Sztuka kompromisu
To prawda, lecz takie podejście działa tylko w pewnych warunkach. Zasady dynamiki Newtona idealnie pasują do fizycznych warunków naszej rzeczywistości, lecz w mikroskali fizyki kwantowej stają się kompletnie bezużyteczne. Świat kwantów rządzi się swoimi odrębnymi prawami. Podobnie w życiu, nie ma zachowań uniwersalnych, wszystko zależy od skali i warunków w jakich się znajdujemy. Gdy będziesz sam lub w przelotnym związku, kompromisy z całą pewnością będą cię ograniczały. Lepiej jest się wtedy skupić na sobie i robić to na co się ma ochotę, bez wyrzutów sumienia, nie oglądając się na innych, biorąc pełnymi garściami z życia. Sytuacja zmienia się jednak gdy zaczynasz być z kimś na serio, bowiem twój egoizm i twoja bezkompromisowość zostaną poddane ciężkiej próbie. Lepiej żebyś zawczasu się do tego odpowiednio przygotował.
Poważne związki, a mówię tu o relacjach gdy oboje partnerów chce ze sobą dzielić życie a nie tyko sypialnię, wymagają nowego podejścia, które nazwałbym zdrowym kompromisem. Doskonale rozumiem, że uleganie jakiemukolwiek kompromisowi powoduje wewnętrzny sprzeciw. Nawet jeśli kompromis jest niewielki i niewiele cię kosztuje, wewnętrzne poczucie, że robi się coś wbrew sobie, potrafi cholernie popsuć humor. Jednak małymi ustępstwami jesteś w stanie niejednokrotnie zdziałać o wiele więcej, niż próbując za wszelką cenę przeforsować własne zdanie. To podstawa dobrej dyplomacji. Żeby kompromis w związku był zdrowy musicie określić granice, po za którymi będzie on niedopuszczalny. Uleganie w pewnych kwestiach przy jednoczesnym zachowaniu swojego status qwo da wam poczucie, że kontrolujące swoje potrzeby i oczekiwania. Granice mają trzymać w ryzach wybujałe oczekiwania partnera, dać nam margines swobody, do którego nie będzie miał wstępu.

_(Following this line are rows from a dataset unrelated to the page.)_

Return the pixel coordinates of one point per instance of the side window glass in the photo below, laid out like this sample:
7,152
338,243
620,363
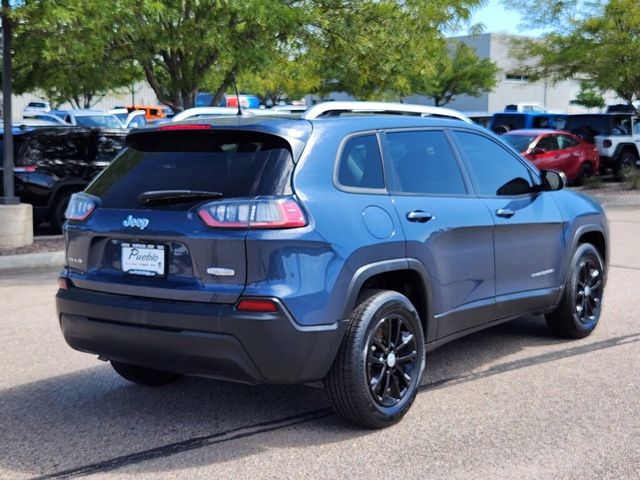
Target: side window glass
566,142
495,170
361,163
423,162
549,143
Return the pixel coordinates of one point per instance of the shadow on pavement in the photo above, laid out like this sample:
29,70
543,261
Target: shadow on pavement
92,421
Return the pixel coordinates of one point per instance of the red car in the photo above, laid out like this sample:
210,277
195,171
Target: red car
558,150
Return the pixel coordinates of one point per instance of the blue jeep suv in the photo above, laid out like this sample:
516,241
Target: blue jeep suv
338,247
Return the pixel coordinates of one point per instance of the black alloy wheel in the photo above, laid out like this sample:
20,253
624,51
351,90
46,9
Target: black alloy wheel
378,369
578,312
391,360
588,291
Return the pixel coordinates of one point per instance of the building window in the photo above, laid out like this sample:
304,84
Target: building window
517,77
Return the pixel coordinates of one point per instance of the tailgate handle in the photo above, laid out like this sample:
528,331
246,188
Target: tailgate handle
419,216
505,212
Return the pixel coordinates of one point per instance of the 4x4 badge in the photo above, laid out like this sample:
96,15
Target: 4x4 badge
140,223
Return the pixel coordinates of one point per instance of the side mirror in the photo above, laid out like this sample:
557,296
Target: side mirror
538,151
553,180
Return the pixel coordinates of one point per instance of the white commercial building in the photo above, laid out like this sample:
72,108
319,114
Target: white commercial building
513,85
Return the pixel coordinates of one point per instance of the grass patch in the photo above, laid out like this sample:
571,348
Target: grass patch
592,183
630,177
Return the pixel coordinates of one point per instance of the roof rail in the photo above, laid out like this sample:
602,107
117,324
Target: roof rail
330,109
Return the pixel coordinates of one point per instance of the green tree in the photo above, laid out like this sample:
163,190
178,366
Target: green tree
595,41
589,97
63,51
459,71
373,48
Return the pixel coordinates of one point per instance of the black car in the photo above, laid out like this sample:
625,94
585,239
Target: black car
54,162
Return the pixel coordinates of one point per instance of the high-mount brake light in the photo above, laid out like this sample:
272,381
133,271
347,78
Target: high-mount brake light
257,305
272,213
188,126
80,207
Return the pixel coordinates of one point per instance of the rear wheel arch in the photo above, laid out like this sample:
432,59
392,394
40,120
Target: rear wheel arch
405,276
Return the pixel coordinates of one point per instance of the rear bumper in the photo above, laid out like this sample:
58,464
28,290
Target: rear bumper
196,338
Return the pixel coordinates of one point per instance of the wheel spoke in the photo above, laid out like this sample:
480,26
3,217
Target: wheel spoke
406,338
397,336
406,358
376,359
376,383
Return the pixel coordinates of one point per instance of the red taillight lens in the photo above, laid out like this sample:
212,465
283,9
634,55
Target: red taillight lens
80,207
27,169
63,284
187,126
256,305
250,213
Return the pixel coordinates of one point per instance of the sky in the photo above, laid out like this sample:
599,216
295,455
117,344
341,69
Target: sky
497,19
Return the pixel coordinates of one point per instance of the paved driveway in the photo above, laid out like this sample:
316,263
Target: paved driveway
509,402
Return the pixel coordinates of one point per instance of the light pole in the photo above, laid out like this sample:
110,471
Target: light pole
9,198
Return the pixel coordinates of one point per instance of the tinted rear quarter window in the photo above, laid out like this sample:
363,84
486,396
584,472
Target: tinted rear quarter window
492,167
236,164
422,162
361,163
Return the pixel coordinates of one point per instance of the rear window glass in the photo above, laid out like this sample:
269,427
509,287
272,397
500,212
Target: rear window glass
236,164
512,122
361,163
520,142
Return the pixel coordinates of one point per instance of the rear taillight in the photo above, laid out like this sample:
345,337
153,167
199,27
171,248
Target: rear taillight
80,207
185,126
27,169
257,305
250,213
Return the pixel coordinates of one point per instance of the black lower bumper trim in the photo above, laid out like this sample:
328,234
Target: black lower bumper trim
197,338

Warto czasem ustąpić bo to buduje zaufanie i poczucie że respektuje się zdanie partnera. Ale nie tylko, czasem tak jak w szachach, warto poświęcić jednego pionka, by przygotować sobie pole na nowe posunięcia. Zdrowy kompromis musi jednak w tych samych proporcjach dotyczyć obu stron. Jeśli laska będzie chciała narzucić ci swoją wolę, kompletnie ignorując co myślisz, to jak najszybciej ewakuuj się z takiej relacji, bo nie czeka cię w niej nic dobrego. W drugą stronę jest tak samo. Jeśli to ty będziesz narzucał swoją wolę w sposób nieznoszący sprzeciwu, nie oczekuj że druga strona przyjmie to bez szemrania i będzie ci jeszcze za to dziękować. Zdrowy kompromis jest osią dobrego partnerstwa. Musi być wyważony tak, by równoważył oczekiwania i ustępstwa na jakie oboje się godzicie. To sztuka, która zapewni wam spokój w związku, bo przecież nikt nie wiąże się po to by narobić sobie dodatkowych problemów.